The anti-FGM law was sponsored by Dr. Chris Baryomunsi, the Kinkizi East member of parliament. Baryomunsi said he is positive that the president will sign it along with the bill on domestic violence.
"The president has been an active player in the national campaign to end female genital mutilation," Baryomunsi said. "According to procedure, the president should sign the bills within 30 days after receiving them.
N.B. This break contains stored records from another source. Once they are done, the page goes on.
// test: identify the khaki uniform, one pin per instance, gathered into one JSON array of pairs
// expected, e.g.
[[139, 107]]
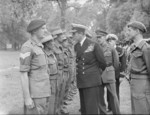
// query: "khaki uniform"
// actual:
[[33, 61], [66, 78], [58, 51], [53, 73], [140, 81], [108, 77]]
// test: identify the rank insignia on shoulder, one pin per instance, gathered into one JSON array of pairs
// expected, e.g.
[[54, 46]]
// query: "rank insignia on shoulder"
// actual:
[[90, 48], [24, 55]]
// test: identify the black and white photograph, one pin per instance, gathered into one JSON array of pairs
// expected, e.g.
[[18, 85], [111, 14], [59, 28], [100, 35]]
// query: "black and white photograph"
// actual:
[[74, 57]]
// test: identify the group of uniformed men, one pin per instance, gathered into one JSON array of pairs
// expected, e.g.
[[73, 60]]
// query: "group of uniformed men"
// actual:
[[47, 64], [51, 63]]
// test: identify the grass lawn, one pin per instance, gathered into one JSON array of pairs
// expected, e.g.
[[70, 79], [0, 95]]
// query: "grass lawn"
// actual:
[[11, 96]]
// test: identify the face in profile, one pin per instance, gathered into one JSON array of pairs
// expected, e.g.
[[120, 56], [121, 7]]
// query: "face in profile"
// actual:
[[130, 33], [41, 32]]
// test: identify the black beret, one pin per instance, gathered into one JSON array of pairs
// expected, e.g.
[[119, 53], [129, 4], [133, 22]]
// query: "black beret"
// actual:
[[35, 24], [100, 33], [138, 25], [78, 28]]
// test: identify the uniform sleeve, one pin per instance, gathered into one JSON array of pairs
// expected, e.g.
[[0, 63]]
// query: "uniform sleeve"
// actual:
[[25, 59], [123, 61], [100, 56], [115, 59], [146, 54]]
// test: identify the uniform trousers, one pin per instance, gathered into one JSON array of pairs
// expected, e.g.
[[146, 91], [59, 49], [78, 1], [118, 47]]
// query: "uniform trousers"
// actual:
[[114, 103], [117, 91], [89, 100], [52, 99], [58, 90], [41, 107], [140, 94]]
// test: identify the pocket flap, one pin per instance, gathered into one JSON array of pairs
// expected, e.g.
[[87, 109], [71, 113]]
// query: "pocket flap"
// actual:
[[138, 54], [111, 68]]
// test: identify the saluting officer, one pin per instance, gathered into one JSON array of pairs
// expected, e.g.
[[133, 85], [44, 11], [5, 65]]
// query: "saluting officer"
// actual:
[[90, 60], [72, 79], [139, 69], [100, 35], [48, 43], [58, 51], [33, 67], [108, 76], [122, 67]]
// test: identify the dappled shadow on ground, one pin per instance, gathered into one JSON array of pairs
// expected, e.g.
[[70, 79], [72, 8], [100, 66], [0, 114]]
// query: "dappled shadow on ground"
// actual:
[[11, 96]]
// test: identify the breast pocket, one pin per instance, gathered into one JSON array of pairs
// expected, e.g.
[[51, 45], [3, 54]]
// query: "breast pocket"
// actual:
[[52, 66], [39, 57], [137, 59], [108, 57], [88, 57]]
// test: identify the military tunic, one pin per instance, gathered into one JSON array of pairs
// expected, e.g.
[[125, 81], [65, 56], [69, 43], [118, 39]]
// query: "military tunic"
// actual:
[[140, 80], [33, 61], [58, 51], [90, 60], [108, 77], [53, 73]]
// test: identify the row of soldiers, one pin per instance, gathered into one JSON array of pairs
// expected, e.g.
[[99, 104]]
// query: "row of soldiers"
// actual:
[[47, 65], [61, 63]]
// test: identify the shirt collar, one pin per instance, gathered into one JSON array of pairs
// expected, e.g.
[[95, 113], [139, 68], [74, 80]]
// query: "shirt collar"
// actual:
[[81, 43], [35, 43], [140, 43], [48, 53]]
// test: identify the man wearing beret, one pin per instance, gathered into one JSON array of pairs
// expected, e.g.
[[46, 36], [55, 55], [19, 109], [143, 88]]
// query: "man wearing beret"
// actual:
[[33, 67], [58, 35], [139, 68], [100, 35], [48, 43], [109, 79], [90, 62]]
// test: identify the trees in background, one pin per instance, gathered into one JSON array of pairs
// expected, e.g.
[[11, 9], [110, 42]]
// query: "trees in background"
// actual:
[[109, 15]]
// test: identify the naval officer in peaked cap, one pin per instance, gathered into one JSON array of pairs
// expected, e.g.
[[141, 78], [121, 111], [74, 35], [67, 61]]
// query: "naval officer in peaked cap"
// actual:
[[90, 63]]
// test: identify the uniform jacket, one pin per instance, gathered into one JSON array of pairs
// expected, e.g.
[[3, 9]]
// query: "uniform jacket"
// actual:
[[90, 60], [33, 61], [112, 61], [139, 61]]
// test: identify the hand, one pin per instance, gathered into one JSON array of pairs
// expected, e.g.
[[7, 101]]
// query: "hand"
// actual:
[[29, 103]]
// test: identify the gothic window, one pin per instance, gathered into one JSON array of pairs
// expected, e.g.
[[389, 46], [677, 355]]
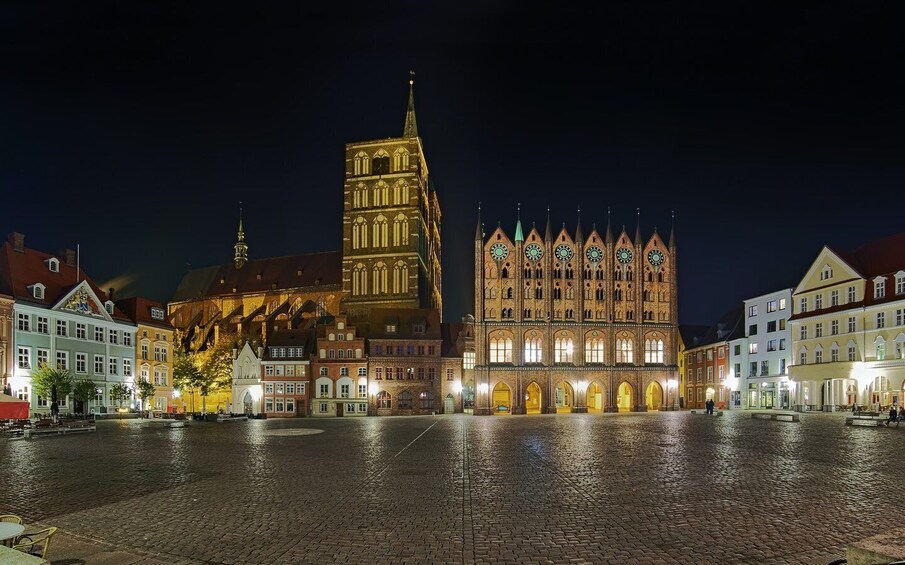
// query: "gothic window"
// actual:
[[533, 350], [379, 279], [624, 351], [594, 350], [359, 280], [501, 350], [380, 164], [653, 350], [379, 232], [400, 230], [359, 233], [563, 350], [362, 164], [400, 278], [401, 159]]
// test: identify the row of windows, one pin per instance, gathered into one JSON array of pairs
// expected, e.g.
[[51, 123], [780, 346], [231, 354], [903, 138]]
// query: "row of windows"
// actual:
[[63, 329], [409, 349], [379, 163], [380, 195], [406, 401], [401, 373], [564, 350], [284, 370], [284, 388], [42, 358], [380, 279]]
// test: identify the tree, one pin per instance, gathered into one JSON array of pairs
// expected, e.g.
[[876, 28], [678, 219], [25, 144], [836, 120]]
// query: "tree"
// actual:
[[52, 383], [118, 393], [186, 375], [145, 391], [84, 391]]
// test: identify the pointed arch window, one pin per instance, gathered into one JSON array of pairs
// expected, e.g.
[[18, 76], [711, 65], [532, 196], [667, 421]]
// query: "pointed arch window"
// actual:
[[653, 350], [400, 230], [563, 350], [359, 233], [362, 164], [379, 279], [379, 232], [533, 350], [625, 351], [359, 280], [400, 278], [594, 350], [501, 350]]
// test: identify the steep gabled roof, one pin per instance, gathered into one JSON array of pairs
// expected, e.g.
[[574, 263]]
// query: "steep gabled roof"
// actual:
[[260, 275]]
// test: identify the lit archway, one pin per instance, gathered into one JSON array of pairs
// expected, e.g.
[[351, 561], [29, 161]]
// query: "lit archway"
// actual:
[[595, 397], [654, 396], [565, 397], [624, 397], [502, 399], [533, 399]]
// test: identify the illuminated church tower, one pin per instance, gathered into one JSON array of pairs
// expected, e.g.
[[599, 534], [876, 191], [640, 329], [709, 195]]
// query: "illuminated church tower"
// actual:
[[391, 224]]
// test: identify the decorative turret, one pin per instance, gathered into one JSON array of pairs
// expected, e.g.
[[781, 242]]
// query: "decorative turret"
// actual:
[[241, 256], [548, 235], [518, 225], [579, 237], [411, 125]]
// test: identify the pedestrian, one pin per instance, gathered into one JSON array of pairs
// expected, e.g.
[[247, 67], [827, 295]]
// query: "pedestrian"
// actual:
[[893, 414]]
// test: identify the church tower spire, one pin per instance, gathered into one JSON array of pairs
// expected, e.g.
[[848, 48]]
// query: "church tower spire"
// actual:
[[411, 125], [241, 256]]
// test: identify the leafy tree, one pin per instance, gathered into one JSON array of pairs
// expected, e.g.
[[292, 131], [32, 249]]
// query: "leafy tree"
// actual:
[[84, 391], [145, 391], [53, 383], [118, 393], [186, 375]]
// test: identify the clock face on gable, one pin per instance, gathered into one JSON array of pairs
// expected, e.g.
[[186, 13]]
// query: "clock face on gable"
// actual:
[[624, 255], [655, 256], [533, 252], [563, 252], [499, 251]]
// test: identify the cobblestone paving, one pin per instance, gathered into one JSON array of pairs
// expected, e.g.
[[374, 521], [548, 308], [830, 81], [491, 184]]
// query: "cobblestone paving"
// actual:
[[582, 488]]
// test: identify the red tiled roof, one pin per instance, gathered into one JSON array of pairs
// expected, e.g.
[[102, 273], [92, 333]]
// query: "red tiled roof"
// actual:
[[138, 310], [19, 270], [261, 275]]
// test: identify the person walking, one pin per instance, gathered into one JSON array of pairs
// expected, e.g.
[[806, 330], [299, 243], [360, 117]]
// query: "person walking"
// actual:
[[893, 414]]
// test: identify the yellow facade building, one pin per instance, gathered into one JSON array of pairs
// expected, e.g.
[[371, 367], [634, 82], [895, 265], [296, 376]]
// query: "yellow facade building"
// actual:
[[848, 328]]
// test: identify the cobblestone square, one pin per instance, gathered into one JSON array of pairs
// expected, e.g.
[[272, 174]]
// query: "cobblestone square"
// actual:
[[581, 488]]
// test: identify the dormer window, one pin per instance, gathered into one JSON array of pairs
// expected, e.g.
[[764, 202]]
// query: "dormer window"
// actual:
[[879, 287], [37, 291]]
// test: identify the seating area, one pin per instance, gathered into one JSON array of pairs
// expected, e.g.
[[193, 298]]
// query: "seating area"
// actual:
[[20, 545]]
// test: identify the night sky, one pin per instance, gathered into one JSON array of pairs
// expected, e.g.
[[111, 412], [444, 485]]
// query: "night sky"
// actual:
[[135, 128]]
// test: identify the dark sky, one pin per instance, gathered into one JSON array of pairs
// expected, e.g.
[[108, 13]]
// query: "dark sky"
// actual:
[[134, 128]]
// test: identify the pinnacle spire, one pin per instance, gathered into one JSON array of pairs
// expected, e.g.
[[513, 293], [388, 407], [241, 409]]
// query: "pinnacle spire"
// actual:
[[479, 233], [578, 235], [241, 248], [518, 224], [548, 236], [411, 125], [672, 231], [638, 228], [609, 230]]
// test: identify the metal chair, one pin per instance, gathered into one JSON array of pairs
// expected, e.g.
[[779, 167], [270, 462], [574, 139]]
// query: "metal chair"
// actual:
[[10, 518], [35, 543]]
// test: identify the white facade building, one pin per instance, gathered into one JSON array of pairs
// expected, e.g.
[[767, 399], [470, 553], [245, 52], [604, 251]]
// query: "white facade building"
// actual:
[[769, 352]]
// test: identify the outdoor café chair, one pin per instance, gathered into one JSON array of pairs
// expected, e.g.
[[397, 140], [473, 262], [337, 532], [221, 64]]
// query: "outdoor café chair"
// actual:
[[35, 543]]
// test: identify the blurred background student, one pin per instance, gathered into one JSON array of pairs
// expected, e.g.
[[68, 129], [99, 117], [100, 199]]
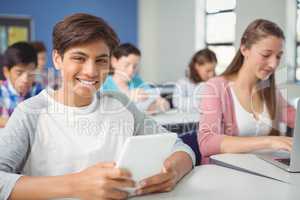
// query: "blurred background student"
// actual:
[[46, 76], [19, 65], [187, 92], [242, 108], [124, 61]]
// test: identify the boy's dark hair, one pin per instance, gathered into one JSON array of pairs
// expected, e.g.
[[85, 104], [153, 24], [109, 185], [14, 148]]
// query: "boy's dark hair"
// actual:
[[82, 28], [19, 53], [39, 46], [125, 50]]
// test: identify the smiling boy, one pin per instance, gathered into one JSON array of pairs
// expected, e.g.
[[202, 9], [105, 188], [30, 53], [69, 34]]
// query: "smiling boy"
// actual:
[[64, 142]]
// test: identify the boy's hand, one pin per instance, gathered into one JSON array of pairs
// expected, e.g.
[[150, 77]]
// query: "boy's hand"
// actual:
[[162, 182], [102, 181]]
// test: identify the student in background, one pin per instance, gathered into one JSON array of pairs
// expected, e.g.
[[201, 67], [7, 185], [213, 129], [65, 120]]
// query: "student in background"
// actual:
[[1, 70], [124, 61], [44, 75], [64, 141], [242, 109], [187, 92], [19, 64]]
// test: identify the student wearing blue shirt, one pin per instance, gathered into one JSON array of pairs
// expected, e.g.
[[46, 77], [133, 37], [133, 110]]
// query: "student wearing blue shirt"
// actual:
[[124, 62]]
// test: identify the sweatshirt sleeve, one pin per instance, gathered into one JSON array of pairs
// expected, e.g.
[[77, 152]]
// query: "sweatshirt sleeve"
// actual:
[[210, 133]]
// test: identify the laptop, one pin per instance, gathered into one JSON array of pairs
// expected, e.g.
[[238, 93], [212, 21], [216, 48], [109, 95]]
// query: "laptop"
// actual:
[[285, 160]]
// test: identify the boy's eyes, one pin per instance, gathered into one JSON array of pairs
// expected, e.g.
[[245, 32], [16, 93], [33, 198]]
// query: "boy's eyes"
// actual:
[[82, 59], [79, 59]]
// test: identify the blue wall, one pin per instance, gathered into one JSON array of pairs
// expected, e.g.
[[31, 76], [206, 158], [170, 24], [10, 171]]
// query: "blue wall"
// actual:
[[120, 14]]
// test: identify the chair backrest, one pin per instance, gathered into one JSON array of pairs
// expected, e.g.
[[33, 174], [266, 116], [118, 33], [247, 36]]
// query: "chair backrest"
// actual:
[[190, 138]]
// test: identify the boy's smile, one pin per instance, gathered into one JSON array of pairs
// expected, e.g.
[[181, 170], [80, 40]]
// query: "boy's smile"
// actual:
[[83, 68]]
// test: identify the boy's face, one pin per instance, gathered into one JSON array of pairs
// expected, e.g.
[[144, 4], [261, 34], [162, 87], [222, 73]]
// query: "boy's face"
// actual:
[[21, 77], [83, 68]]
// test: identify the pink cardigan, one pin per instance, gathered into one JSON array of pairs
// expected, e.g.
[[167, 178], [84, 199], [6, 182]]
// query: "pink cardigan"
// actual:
[[218, 116]]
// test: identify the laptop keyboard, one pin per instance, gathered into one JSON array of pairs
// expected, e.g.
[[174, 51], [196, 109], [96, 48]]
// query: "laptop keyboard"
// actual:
[[285, 161]]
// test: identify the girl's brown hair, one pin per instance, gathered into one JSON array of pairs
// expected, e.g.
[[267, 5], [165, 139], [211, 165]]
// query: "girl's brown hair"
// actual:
[[200, 57], [256, 31]]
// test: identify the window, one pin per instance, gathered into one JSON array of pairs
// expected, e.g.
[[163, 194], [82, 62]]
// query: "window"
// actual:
[[14, 29], [220, 30], [298, 42]]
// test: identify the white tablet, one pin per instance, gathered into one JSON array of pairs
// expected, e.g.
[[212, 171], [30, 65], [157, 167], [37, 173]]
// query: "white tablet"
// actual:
[[144, 155]]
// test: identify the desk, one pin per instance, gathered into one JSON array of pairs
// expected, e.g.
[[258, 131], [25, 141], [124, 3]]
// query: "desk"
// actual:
[[252, 164], [177, 121], [211, 182]]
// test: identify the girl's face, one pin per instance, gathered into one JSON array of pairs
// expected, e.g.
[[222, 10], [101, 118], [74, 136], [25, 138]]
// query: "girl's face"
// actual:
[[206, 70], [83, 68], [126, 66], [21, 77], [264, 56]]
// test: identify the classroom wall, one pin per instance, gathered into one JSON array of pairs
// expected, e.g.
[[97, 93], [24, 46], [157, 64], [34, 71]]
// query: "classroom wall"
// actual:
[[121, 15], [167, 38]]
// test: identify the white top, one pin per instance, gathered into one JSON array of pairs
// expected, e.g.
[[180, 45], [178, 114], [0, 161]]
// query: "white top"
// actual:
[[248, 125], [187, 95]]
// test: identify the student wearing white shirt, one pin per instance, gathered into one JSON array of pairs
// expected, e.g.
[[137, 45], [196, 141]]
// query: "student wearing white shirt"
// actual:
[[62, 143], [187, 91]]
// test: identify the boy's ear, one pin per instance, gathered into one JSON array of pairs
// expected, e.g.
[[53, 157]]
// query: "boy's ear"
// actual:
[[243, 50], [6, 72], [113, 61], [57, 59]]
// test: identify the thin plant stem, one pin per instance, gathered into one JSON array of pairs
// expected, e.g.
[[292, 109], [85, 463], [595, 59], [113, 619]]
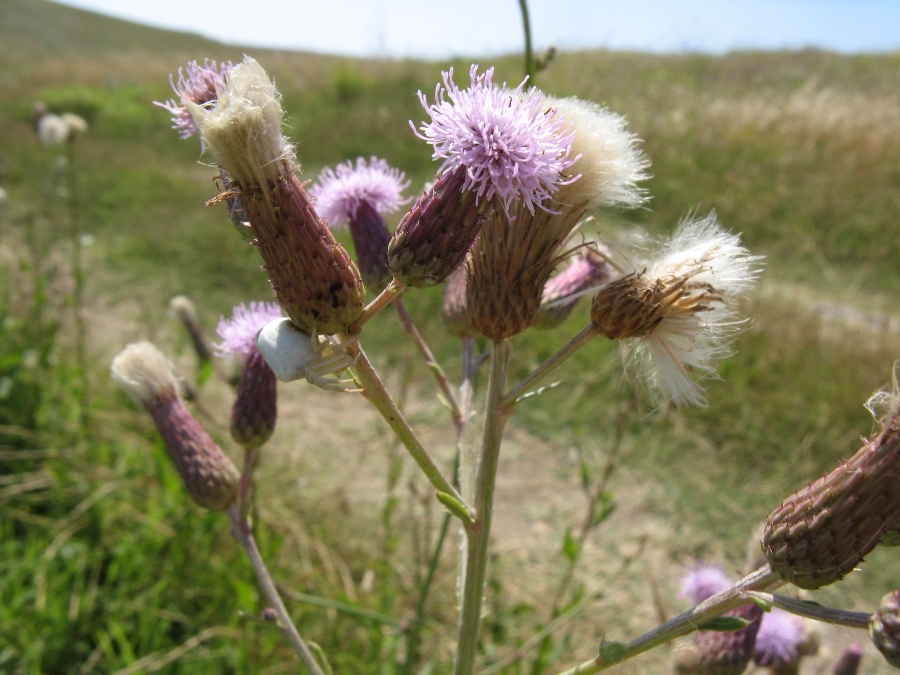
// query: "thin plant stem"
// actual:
[[446, 389], [521, 390], [612, 654], [414, 640], [241, 530], [837, 617], [375, 392], [78, 291], [478, 533], [529, 50], [393, 291]]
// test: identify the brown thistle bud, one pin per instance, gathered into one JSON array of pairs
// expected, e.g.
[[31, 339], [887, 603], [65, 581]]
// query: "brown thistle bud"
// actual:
[[510, 264], [315, 280], [562, 292], [729, 653], [433, 238], [824, 531], [206, 471], [884, 628], [255, 409], [849, 660]]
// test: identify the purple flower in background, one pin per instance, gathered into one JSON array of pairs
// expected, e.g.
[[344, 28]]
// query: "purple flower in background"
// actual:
[[506, 142], [339, 193], [702, 581], [779, 639], [199, 85], [239, 333]]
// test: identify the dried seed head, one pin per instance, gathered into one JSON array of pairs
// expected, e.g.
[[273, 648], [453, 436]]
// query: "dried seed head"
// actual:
[[679, 307], [729, 653], [884, 628], [208, 474], [314, 279], [824, 531]]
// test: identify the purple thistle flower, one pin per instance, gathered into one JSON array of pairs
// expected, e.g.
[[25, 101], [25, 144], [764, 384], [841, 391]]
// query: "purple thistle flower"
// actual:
[[506, 142], [239, 333], [702, 581], [198, 85], [340, 192], [779, 639]]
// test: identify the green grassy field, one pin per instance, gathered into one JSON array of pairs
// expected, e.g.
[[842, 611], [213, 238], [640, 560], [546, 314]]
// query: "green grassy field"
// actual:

We are hopeful he will sign by the end of January."
The divorce and marriage bills have a long stop-and-start history here.
Elis Rubafunya, a legal analyst, wrote recently in Uganda’s leading newspaper, New Vision, that the bill is largely an amendment of family laws inherited from Britain, Uganda’s former colonial occupier.
Outdated Laws Remain
Since 1964, shortly after independence, lawmakers’ efforts to reform these laws largely failed, leaving matters bound to outdated British colonial laws, which in the case of adultery, for instance, punished a woman with 10 years in jail but let the man go free.
(In 2007 the Constitutional Court scrapped the adultery section in the old Divorce Act, ruling it unconstitutional and sexist.)
During the mid-1990s, the ruling political party in Uganda, the National Resistance Movement, sponsored family law amendments to other bills to modernize laws on marriage, divorce, separation and property.
Museveni refused to support the legislation, since it only recognized monogamous marriages and Uganda’s Muslims, about 12 percent of the population, wanted the right to polygamy recognized.
The current bills, which modernize all laws relating to marriage and divorce, languished until September this year when the Uganda Law Reform Commission introduced the new act to legislators during a seminar.
The proposed law will only govern Christian, Hindu, African customary and Baha’i marriages. A separate law for Muslim marriages will come later.
The current bill does not outlaw the traditional practice of the husband’s family giving marriage gifts to the wife’s family, the so-called bride price. Some women’s advocates oppose the bride price because it can inhibit abused woman from leaving their husbands for fear that they could demand refund of the gifts.
In the proposed legislation, bride price will not be returnable in the event of divorce.
Efforts to modernize marriage and divorce laws were spurred by a high-profile 2003 divorce case involving the country’s first female vice president, Dr. Specioza Wandira, who accused her husband, an engineer, of physical abuse. The country’s Catholic leaders intervened in a bid to reconcile the couple, but they separated.
"Dr. Specioza reflected what goes on in our communities," said Alisemera. "If a woman of her social status and education is battered, then what would happen to a woman in the village?"